If you or your dependent(s) take any maintenance medications regularly (i.e., for three months or more), you are required to fill your prescription through the convenient mail order service to your home. If you choose to fill your maintenance medication at a retail pharmacy, you will be required to pay a $75 copayment on your third and subsequent retail fills. An alternative option is to request that your mail order prescription be delivered to your local CVS pharmacy, rather than your home, through CVS Caremark’s Maintenance Choice program. You may refill a 90-day prescription through Caremark mail service at day 50. You may also receive as much as a 180-day supply at mail service, for the cost of two mail order copays, if your physician will write a prescription for a 180-day supply.
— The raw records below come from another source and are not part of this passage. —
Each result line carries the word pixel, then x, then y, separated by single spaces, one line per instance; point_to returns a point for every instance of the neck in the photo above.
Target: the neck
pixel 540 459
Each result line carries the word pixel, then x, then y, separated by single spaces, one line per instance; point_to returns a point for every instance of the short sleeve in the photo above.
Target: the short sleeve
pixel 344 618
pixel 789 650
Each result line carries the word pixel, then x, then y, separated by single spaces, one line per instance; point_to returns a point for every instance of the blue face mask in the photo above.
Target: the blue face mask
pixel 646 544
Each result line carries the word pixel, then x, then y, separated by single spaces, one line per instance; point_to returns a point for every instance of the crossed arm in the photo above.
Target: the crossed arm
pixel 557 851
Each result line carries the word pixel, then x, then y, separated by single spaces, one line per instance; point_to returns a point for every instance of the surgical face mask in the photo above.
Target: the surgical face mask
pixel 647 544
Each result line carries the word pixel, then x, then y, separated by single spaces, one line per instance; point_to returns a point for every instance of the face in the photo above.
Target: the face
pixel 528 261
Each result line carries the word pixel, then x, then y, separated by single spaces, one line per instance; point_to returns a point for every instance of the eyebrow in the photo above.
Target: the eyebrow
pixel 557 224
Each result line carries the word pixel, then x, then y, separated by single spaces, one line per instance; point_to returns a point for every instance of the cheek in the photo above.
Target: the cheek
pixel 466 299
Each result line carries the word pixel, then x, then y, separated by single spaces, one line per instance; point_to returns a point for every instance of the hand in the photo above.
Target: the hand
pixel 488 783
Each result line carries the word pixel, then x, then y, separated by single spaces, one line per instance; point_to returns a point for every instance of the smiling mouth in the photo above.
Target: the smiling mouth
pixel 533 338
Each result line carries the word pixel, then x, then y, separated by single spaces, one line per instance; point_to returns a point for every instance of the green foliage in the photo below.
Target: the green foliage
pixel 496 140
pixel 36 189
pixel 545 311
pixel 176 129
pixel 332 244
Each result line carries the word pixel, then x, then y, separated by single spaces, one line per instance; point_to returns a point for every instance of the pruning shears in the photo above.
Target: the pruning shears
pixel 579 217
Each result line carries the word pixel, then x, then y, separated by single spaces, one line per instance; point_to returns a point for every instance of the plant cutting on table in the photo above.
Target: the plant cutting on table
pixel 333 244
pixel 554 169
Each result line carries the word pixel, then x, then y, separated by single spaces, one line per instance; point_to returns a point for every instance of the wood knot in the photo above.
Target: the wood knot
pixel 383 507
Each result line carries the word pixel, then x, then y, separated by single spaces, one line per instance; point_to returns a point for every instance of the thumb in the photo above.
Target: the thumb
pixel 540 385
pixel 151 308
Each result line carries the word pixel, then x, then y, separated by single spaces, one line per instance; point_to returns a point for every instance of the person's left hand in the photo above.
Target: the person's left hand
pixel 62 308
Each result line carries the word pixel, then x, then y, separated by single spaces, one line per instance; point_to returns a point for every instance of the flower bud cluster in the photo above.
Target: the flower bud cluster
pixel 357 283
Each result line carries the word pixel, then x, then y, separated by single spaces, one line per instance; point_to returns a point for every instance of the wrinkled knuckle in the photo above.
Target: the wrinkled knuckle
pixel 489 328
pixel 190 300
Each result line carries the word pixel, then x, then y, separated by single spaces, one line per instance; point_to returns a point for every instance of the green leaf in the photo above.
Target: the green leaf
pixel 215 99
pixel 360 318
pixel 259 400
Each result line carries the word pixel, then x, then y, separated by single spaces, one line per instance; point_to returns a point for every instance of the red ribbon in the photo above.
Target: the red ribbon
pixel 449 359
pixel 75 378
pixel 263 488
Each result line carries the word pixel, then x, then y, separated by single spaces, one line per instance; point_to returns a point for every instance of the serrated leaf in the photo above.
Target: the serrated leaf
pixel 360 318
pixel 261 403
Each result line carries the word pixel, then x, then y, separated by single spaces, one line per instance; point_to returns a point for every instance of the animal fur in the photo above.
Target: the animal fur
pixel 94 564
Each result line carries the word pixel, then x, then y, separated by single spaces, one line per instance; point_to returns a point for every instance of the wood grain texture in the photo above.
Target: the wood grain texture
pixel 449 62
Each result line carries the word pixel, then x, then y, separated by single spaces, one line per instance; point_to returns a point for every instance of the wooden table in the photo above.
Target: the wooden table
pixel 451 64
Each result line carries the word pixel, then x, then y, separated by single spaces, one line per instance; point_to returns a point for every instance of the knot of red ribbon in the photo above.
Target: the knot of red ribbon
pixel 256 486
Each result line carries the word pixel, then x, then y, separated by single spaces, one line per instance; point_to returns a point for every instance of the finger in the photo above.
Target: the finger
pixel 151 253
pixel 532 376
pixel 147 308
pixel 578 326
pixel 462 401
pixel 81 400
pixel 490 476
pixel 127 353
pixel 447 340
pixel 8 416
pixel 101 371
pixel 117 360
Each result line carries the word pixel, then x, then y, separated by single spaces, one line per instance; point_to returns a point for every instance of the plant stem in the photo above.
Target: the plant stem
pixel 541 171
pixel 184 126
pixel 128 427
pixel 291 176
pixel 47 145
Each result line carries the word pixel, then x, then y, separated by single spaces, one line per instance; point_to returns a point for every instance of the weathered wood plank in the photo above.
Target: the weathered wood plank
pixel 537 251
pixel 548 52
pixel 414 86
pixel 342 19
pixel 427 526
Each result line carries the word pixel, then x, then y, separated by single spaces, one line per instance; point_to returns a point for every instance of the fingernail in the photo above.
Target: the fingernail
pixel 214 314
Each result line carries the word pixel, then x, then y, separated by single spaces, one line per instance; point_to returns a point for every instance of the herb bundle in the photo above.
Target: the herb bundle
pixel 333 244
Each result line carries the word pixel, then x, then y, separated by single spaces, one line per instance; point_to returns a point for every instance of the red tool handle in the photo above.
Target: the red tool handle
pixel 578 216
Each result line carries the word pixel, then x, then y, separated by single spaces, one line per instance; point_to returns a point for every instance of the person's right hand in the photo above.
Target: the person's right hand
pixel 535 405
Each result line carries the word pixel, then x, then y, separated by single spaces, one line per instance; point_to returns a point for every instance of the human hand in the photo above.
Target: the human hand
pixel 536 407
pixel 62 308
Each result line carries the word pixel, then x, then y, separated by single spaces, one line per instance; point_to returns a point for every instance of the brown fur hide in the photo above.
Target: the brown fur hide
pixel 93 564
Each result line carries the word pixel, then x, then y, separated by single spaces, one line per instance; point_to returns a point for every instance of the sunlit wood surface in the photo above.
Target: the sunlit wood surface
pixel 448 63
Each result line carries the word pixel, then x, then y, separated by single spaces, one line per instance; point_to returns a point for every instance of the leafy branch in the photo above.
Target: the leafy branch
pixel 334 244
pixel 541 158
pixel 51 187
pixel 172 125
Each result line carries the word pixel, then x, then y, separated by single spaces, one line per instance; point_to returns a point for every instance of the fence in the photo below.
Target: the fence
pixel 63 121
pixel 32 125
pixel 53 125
If you use a pharmacy that does not participate in CVS Caremark to fill a prescription, you will pay 100% of the retail price. You will then need to submit a claim form for reimbursement, along with an original prescription receipt. You will only be reimbursed for the cost the plan would have paid had you gone to a network pharmacy (discounted price), less the applicable copay. In most cases, the discounted price will be less than the retail price, so you will end up paying more. You may view a list of network pharmacies at CVS Caremark or call 800-421-5501.
Summary Plan Description
Save with Generic Drugs
(Applies to UHC Value and HDHP plans only.)
Generic drugs are a safe, effective, low-cost option for treating many common conditions. CVS Caremark will dispense a generic medicine, if available, as a substitute for a brand-name medicine when filling your prescriptions. If either you or your doctor request a brand-name medicine when a generic equivalent is available (your doctor may indicate “DAW” or Dispense As Written on the prescription), you will pay the generic drug copay, PLUS the difference in cost between the brand-name and the generic medicine. See a DAW example (Google Doc: 11 KB) for more detail.
The Generic Step Therapy program applies to therapies to treat the following conditions: high blood pressure and cholesterol, acne, prostate, asthma, osteoporosis, pain and inflammation, cholesterol (triglycerides), allergies, glaucoma, stomach/ulcer, migraine, sleep related problems, and incontinence. This program helps you and your doctor choose a lower-cost, generic medicine as the first step in treating these health conditions. If you try (or have tried) a generic drug and it does not work for you, then you may receive coverage for a non-preferred brand drug that your doctor prescribes. If no generic is available – or if it is not right for you – your plan provides coverage for preferred select brand drugs, which may also save you money. However, if you choose to use a non-preferred brand drug without trying a generic first or without your doctor getting prior approval for a non-preferred brand, coverage may be denied and you may have to pay the full cost of the brand drug. CVS Caremark will contact you and your doctor prior to any Step Therapy change. See the Step Therapy FAQs (PDF: 117 KB) for more details.